According to federal numbers, more than 26 percent of Empire students who started repaying federal student loans in fiscal year 2008 defaulted by the end of last September, more than double the national average. The data is for students of Empire's business school, not its law school.
By comparison, 16.29 percent of SRJC students in the same position defaulted and just 3.72 percent of Sonoma State students did, according to the data.
That places Empire squarely in the middle of an intense nationwide debate about the merits of for-profit schools whose wide-ranging ranks include Empire, the worldwide University of Phoenix, online colleges and any variety of culinary and other trade schools that often leave students with high debt and low-paying jobs.
Empire President Roy Hurd insists his school is an excellent deal, providing students with an intimate, real-world education, including internships at 150 area businesses.
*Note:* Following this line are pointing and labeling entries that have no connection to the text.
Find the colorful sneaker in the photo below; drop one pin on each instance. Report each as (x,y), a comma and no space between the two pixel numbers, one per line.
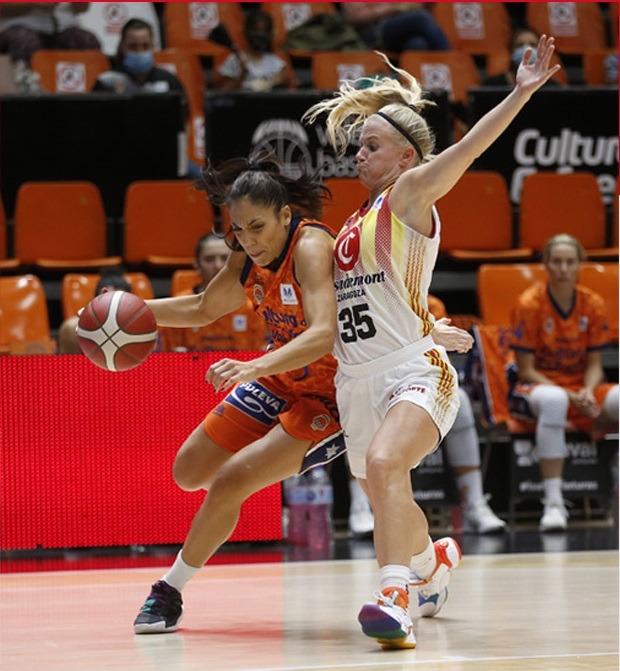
(433,592)
(161,612)
(388,621)
(480,519)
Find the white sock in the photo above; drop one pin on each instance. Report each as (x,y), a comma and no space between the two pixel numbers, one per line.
(180,573)
(470,487)
(423,564)
(552,488)
(394,575)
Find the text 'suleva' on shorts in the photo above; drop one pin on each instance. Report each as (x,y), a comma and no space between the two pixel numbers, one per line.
(252,409)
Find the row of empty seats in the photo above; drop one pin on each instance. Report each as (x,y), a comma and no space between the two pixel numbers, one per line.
(63,225)
(473,27)
(24,320)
More than 80 percent of Empire graduates get jobs, he said. And biannual student surveys regularly find satisfaction rates of more than 90 percent.
Still, he acknowledged the economy has made it harder on some students, especially those who drop out.
"Every school is dealing with some very difficult times," he said. "If you can't find a job, you're going to have this kind of problem."
Officially, the study was to be a trial bringing greater focus to default rates while the U.S. Education Department switches from its current method of using two-year default rates to a hopefully more accurate measure using the three-year spans. This three-year measure is a starting point for future federal loan policy.
But that didn't stop California legislators from putting the three-year rates to immediate purpose, which has put Empire — and 75 other California schools — on the wrong side of new legislation that restricts participation in the $1 billion Cal grant program at institutions with default rates of 24.6 percent or above.
New students eligible for Cal grants this fall will be unable to use those funds at Empire, a school of more than 700 students receiving associate degrees and certificates. And returning recipients to the college may see their awards cut by 20 percent.
"There are far too many for-profit, private, post-secondary education institutions which are all too eager to take students who qualify for Cal grants and Pell grants and other federal programs then do very little to actually provide any education," said state Sen. Mark Leno, D-San Francisco, who represents part of Sonoma County and is chairman of the Budget and Fiscal Review Committee that authored the new state law.
Hurd, college president, said the actual loss of Cal grant funds wouldn't cause a major problem for students at Empire. In 2009-2010, only 17 Empire students received Cal grants for a total of $51,000, according to state figures. Forty-five percent of the student body received federal loans during the default measurement period.